Exercise: Look at the interpreter. Is it a tail recursive function?
While common knowledge is that any function call requires allocating a new stack frame, if a call is in tail position, we can reuse the same stack frame by just overriding the local variables. This observation yields two important optimizations.
Tail Recursion Optimization (TRO) is the optimization that consists in recognizing recursive calls that are in tail position, and replacing them with jumps. For gcd, this means that we can just compile the recursive call to a jump to the beginning of the body, provided we override a and b with the new values. TRO is usually simple to do because it is a local optimization: one can analyze a function in isolation and perform the optimization.
Tail Call Optimization (TCO) is a more general optimization that consists in optimizing not only direct recursive calls, but any call that happens to be in tail position. This is important because some recursive executions occur indirectly, through a chain of function applications. This happens naturally when coding state machines (with cycles that involve several states), or even simple design patterns. Think of the composite design pattern in object-oriented programming.

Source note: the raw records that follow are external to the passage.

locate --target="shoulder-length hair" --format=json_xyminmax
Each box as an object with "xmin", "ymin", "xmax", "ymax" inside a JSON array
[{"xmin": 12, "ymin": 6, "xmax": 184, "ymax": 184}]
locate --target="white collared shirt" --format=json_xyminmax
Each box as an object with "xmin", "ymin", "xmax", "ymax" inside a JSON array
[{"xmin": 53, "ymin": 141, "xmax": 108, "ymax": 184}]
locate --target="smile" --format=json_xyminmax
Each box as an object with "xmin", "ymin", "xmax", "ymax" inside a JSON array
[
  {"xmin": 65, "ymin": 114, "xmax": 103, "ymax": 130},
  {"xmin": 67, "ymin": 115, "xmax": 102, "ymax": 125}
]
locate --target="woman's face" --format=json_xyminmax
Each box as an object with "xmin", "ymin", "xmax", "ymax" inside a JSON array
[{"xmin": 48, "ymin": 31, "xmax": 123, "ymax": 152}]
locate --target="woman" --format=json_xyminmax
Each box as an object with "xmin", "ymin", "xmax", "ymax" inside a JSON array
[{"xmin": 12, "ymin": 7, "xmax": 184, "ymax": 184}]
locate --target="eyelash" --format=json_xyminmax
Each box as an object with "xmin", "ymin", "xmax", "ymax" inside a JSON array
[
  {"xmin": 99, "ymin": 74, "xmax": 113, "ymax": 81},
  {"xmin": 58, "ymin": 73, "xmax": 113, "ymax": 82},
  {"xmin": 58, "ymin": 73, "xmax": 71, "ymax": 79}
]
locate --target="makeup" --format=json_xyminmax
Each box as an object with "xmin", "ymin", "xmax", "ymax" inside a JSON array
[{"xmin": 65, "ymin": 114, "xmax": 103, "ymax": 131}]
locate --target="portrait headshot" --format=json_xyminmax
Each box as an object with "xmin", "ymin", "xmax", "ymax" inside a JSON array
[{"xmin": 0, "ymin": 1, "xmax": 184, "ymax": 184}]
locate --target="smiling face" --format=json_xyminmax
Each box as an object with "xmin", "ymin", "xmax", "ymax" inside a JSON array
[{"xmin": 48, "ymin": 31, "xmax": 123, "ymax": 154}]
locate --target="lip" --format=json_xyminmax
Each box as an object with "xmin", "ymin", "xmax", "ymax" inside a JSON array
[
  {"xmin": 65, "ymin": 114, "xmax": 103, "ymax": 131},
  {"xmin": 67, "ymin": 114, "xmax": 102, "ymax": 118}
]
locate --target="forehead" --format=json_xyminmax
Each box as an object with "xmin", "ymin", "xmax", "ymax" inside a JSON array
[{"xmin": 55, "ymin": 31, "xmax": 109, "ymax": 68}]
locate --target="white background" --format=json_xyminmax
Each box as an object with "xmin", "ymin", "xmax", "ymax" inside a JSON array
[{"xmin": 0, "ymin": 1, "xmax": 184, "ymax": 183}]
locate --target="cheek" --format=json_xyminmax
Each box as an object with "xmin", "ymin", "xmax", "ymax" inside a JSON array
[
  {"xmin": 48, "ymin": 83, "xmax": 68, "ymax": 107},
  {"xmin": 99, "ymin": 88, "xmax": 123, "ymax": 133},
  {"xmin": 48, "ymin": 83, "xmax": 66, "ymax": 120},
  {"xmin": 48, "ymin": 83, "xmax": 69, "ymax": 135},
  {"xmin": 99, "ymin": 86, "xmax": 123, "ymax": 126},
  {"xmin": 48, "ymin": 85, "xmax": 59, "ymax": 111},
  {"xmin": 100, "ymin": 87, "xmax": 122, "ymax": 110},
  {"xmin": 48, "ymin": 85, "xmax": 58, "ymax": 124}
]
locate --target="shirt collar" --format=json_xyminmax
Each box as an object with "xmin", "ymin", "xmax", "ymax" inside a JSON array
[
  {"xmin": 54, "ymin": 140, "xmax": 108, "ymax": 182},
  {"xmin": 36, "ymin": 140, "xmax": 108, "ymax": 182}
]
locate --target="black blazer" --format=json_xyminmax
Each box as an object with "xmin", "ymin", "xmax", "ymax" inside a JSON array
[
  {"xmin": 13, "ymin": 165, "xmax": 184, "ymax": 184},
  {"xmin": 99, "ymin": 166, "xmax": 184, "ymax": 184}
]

TCO is more complex to implement because it deals with different calls, hence different sizes of stack frames. It is not a simple local transformation.
Supporting TCO or not is typically not a property of a language, but of a particular language implementation. One notable exception to this is Scheme, for which the language specification imposes TCO. That is, to be a legal Scheme implementation, TCO must be supported.

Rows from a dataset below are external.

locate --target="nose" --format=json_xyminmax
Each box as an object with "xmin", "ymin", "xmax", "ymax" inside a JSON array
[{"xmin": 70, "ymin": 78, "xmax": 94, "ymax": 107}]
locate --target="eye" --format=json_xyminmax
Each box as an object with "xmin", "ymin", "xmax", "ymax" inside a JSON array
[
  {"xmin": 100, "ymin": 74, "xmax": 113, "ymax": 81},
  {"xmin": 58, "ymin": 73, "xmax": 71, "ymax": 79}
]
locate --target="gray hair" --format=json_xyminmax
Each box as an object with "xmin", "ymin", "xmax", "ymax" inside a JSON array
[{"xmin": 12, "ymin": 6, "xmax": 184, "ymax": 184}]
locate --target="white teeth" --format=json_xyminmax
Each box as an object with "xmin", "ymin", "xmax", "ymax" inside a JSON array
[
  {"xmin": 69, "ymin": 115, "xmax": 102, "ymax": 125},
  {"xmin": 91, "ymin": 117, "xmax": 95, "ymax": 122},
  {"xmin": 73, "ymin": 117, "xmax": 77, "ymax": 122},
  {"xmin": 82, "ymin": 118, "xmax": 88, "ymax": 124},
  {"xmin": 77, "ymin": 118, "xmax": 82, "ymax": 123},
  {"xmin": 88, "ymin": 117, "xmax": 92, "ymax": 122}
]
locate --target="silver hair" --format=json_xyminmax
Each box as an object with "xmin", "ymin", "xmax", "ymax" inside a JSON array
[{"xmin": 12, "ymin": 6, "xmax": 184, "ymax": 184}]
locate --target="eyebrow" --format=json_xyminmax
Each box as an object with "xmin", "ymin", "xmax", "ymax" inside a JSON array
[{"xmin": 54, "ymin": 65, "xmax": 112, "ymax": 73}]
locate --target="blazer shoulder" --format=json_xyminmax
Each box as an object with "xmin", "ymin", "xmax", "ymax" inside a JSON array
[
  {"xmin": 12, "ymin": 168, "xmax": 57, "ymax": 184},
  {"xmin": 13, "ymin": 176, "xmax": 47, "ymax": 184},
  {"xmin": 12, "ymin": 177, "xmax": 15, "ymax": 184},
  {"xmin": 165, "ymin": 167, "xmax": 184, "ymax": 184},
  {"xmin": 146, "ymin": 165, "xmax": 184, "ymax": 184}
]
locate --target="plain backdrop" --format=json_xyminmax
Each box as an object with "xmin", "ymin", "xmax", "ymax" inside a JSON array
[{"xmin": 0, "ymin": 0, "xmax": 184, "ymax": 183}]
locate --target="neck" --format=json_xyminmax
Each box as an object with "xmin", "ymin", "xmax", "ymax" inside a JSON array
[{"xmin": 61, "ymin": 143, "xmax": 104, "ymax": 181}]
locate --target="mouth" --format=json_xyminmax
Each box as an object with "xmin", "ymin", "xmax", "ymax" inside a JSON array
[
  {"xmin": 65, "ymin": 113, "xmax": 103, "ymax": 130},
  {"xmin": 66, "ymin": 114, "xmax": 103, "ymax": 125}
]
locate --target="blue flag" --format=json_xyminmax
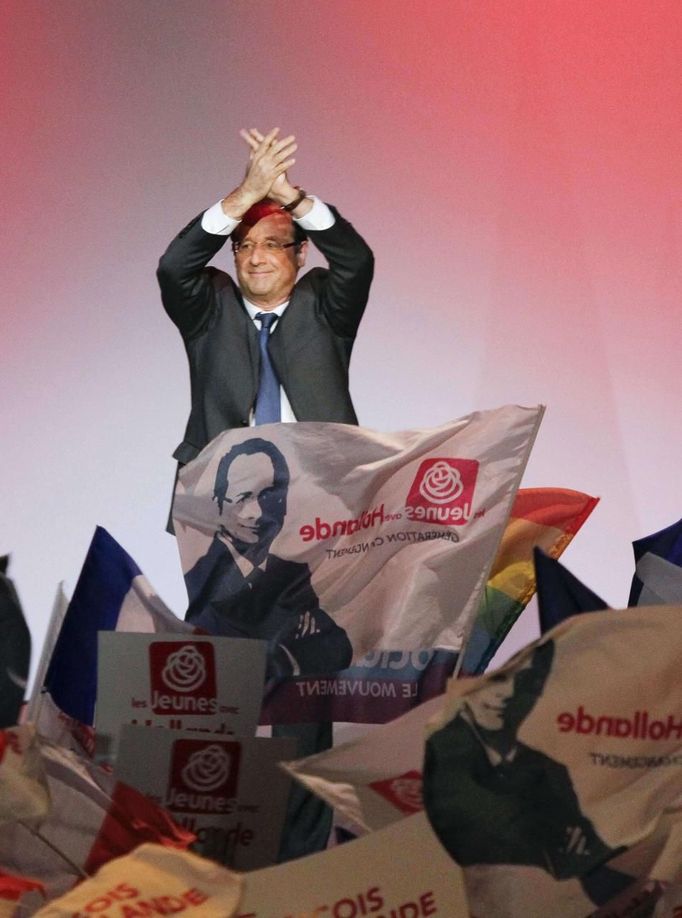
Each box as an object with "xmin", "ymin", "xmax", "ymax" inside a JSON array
[
  {"xmin": 628, "ymin": 518, "xmax": 682, "ymax": 606},
  {"xmin": 43, "ymin": 527, "xmax": 188, "ymax": 727},
  {"xmin": 534, "ymin": 547, "xmax": 607, "ymax": 634}
]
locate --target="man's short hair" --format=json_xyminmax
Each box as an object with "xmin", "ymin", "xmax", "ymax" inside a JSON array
[
  {"xmin": 232, "ymin": 198, "xmax": 308, "ymax": 246},
  {"xmin": 213, "ymin": 437, "xmax": 290, "ymax": 516}
]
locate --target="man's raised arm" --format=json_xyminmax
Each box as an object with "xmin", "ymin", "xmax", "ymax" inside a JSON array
[
  {"xmin": 241, "ymin": 128, "xmax": 374, "ymax": 338},
  {"xmin": 157, "ymin": 128, "xmax": 299, "ymax": 337}
]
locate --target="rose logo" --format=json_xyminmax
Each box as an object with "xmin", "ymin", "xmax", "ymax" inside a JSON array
[
  {"xmin": 418, "ymin": 461, "xmax": 464, "ymax": 504},
  {"xmin": 368, "ymin": 770, "xmax": 423, "ymax": 814},
  {"xmin": 388, "ymin": 777, "xmax": 423, "ymax": 812},
  {"xmin": 161, "ymin": 644, "xmax": 207, "ymax": 693},
  {"xmin": 181, "ymin": 744, "xmax": 232, "ymax": 793}
]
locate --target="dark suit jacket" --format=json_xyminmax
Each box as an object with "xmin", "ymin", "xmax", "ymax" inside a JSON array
[
  {"xmin": 185, "ymin": 536, "xmax": 353, "ymax": 679},
  {"xmin": 423, "ymin": 714, "xmax": 616, "ymax": 880},
  {"xmin": 157, "ymin": 206, "xmax": 374, "ymax": 464}
]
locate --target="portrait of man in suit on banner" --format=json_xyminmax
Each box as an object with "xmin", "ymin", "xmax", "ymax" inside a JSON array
[
  {"xmin": 424, "ymin": 640, "xmax": 634, "ymax": 906},
  {"xmin": 184, "ymin": 437, "xmax": 352, "ymax": 680}
]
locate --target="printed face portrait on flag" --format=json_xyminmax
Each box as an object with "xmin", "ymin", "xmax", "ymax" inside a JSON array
[
  {"xmin": 182, "ymin": 437, "xmax": 353, "ymax": 680},
  {"xmin": 173, "ymin": 407, "xmax": 544, "ymax": 683},
  {"xmin": 424, "ymin": 607, "xmax": 682, "ymax": 910},
  {"xmin": 211, "ymin": 438, "xmax": 289, "ymax": 562},
  {"xmin": 283, "ymin": 606, "xmax": 682, "ymax": 918},
  {"xmin": 424, "ymin": 640, "xmax": 630, "ymax": 902}
]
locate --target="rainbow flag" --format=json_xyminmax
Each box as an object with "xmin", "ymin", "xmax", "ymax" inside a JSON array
[{"xmin": 460, "ymin": 488, "xmax": 598, "ymax": 675}]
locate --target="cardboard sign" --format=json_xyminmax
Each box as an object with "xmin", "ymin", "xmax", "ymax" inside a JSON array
[
  {"xmin": 114, "ymin": 726, "xmax": 296, "ymax": 870},
  {"xmin": 95, "ymin": 634, "xmax": 266, "ymax": 760}
]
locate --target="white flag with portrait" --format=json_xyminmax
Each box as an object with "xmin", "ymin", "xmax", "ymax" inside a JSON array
[
  {"xmin": 172, "ymin": 406, "xmax": 543, "ymax": 687},
  {"xmin": 284, "ymin": 605, "xmax": 682, "ymax": 918}
]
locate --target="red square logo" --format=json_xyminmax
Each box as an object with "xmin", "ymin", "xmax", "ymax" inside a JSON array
[
  {"xmin": 405, "ymin": 458, "xmax": 479, "ymax": 526},
  {"xmin": 149, "ymin": 641, "xmax": 218, "ymax": 715},
  {"xmin": 166, "ymin": 738, "xmax": 241, "ymax": 814},
  {"xmin": 369, "ymin": 770, "xmax": 423, "ymax": 814}
]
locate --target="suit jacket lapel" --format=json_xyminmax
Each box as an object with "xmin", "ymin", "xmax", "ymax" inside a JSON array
[
  {"xmin": 269, "ymin": 282, "xmax": 314, "ymax": 366},
  {"xmin": 236, "ymin": 291, "xmax": 261, "ymax": 392}
]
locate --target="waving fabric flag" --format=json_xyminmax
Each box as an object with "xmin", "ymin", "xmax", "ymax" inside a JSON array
[
  {"xmin": 174, "ymin": 407, "xmax": 544, "ymax": 688},
  {"xmin": 261, "ymin": 487, "xmax": 598, "ymax": 724},
  {"xmin": 239, "ymin": 813, "xmax": 468, "ymax": 917},
  {"xmin": 33, "ymin": 844, "xmax": 242, "ymax": 917},
  {"xmin": 0, "ymin": 869, "xmax": 45, "ymax": 916},
  {"xmin": 0, "ymin": 733, "xmax": 194, "ymax": 901},
  {"xmin": 32, "ymin": 527, "xmax": 193, "ymax": 756},
  {"xmin": 281, "ymin": 694, "xmax": 444, "ymax": 835},
  {"xmin": 634, "ymin": 552, "xmax": 682, "ymax": 605},
  {"xmin": 0, "ymin": 726, "xmax": 49, "ymax": 825},
  {"xmin": 460, "ymin": 488, "xmax": 599, "ymax": 675},
  {"xmin": 424, "ymin": 605, "xmax": 682, "ymax": 917},
  {"xmin": 629, "ymin": 517, "xmax": 682, "ymax": 605},
  {"xmin": 284, "ymin": 605, "xmax": 682, "ymax": 917},
  {"xmin": 534, "ymin": 547, "xmax": 608, "ymax": 633},
  {"xmin": 24, "ymin": 584, "xmax": 68, "ymax": 727},
  {"xmin": 0, "ymin": 557, "xmax": 31, "ymax": 729},
  {"xmin": 450, "ymin": 819, "xmax": 680, "ymax": 918}
]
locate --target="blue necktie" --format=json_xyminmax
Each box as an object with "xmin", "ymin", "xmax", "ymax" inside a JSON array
[{"xmin": 254, "ymin": 312, "xmax": 281, "ymax": 424}]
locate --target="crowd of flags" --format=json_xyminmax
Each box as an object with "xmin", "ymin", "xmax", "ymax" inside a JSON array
[{"xmin": 1, "ymin": 410, "xmax": 681, "ymax": 916}]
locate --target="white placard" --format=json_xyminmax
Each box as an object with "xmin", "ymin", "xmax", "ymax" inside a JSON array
[
  {"xmin": 95, "ymin": 633, "xmax": 267, "ymax": 760},
  {"xmin": 115, "ymin": 725, "xmax": 296, "ymax": 870}
]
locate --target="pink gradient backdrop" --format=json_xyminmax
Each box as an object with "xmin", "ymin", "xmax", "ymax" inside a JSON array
[{"xmin": 2, "ymin": 0, "xmax": 681, "ymax": 676}]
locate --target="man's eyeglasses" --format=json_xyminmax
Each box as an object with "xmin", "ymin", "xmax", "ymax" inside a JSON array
[{"xmin": 232, "ymin": 239, "xmax": 299, "ymax": 256}]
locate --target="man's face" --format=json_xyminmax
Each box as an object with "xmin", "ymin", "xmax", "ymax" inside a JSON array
[
  {"xmin": 466, "ymin": 672, "xmax": 516, "ymax": 732},
  {"xmin": 222, "ymin": 453, "xmax": 275, "ymax": 545},
  {"xmin": 234, "ymin": 212, "xmax": 307, "ymax": 308},
  {"xmin": 221, "ymin": 452, "xmax": 280, "ymax": 551}
]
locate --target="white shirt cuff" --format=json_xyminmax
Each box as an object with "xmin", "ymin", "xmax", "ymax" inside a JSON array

One of the main arguments against TCO is that it blurs the call stack, making certain forms of debugging and reflection not applicable. For preserving debugging, the simple solution (which Racket does as well) is simply to not perform TCO when the program is run in debug mode. For reflection, that is, the ability to observe the execution stack at runtime, there are alternative options, like continuation marks (developed by John Clements in his PhD thesis, also supported in Racket), which permit a tradeoff between no TCO and full TCO, preserving only specific information across tail calls.

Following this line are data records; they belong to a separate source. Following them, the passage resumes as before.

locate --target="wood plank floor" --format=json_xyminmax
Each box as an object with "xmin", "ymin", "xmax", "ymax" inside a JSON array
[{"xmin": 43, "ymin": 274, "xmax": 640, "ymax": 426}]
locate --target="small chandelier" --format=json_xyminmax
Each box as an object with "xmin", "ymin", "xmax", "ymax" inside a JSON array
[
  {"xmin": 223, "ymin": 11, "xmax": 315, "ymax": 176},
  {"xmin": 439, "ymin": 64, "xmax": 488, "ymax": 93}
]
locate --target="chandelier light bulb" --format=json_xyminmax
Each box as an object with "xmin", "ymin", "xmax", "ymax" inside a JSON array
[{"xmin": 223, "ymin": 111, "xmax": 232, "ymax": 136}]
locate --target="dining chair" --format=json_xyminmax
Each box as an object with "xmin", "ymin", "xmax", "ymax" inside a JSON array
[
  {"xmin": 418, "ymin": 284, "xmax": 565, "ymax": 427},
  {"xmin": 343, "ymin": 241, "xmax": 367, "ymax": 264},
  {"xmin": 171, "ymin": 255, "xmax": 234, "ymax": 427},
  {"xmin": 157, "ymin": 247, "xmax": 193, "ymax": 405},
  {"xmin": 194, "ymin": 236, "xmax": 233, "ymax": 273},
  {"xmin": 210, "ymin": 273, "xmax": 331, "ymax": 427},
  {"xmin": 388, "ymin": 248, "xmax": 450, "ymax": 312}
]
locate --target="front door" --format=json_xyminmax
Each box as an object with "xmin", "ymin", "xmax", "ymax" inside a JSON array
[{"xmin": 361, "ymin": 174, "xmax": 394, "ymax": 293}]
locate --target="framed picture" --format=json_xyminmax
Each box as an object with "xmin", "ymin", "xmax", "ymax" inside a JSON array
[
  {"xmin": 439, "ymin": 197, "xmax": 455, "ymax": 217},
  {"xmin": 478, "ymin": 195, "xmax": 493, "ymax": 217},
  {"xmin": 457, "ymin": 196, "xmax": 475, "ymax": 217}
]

There exist libraries to introduce support for TRO and/or TCO in several of these OO languages, for instance TCO for Python. Rubby also seems to have a compiler flag to activate TCO. Note that the Racket class system fully supports TCO out-of-the-box, while being an impressively expressive and principled object-oriented language with first-class classes.
Scala supports TRO as a local compiler optimization out-of-the-box, and even provides an annotation tailrec so that programmers can specify that they intend their function to be tail recursive. If they make a mistake and write a recursive function that is not tail recursive, the compiler reports an error identifying the recursive call that is not in tail position. See tail recursion optimization in Scala vs Java for some details and illustrations.
This blog post has nice little drawings to illustrate what a trampoline is. But you can appeal to your imagination: when jumping on a trampoline, you can virtually "go up" as long a distance as you want, without ever going beyond the atmosphere. It might just take you a lot of time and a lot of little jumps. Similarly, the trampoline pattern cuts down a (possibly infinite) chain of calls in a sequence of small steps, each time either returning a function that encapsulates the rest of the work to be done, or a marker to say that one is done.
Here is a very simple trampoline implementation, in Racket (of course, that’s useless in Racket since TCO is already supported ☺).
(deftype TailCall (call rest) (done val)) (define (result tc) (match tc [(done val) val] [(call rest) (result (rest))]))
The following shows how to modify mutually-recursive functions to use the trampoline framework:
(define (even n) (match n [0 (done #t)] [1 (done #f)] [else (call (λ () (odd (sub1 n))))])) (define (odd n) (match n [0 (done #f)] [1 (done #t)] [else (call (λ () (even (sub1 n))))]))
Calling (even 1000102278) only produces a promise to do the job. Executing (result (even 1000102278)) triggers the recursive processing, and eventually produces the final value, while consuming a fixed stack space.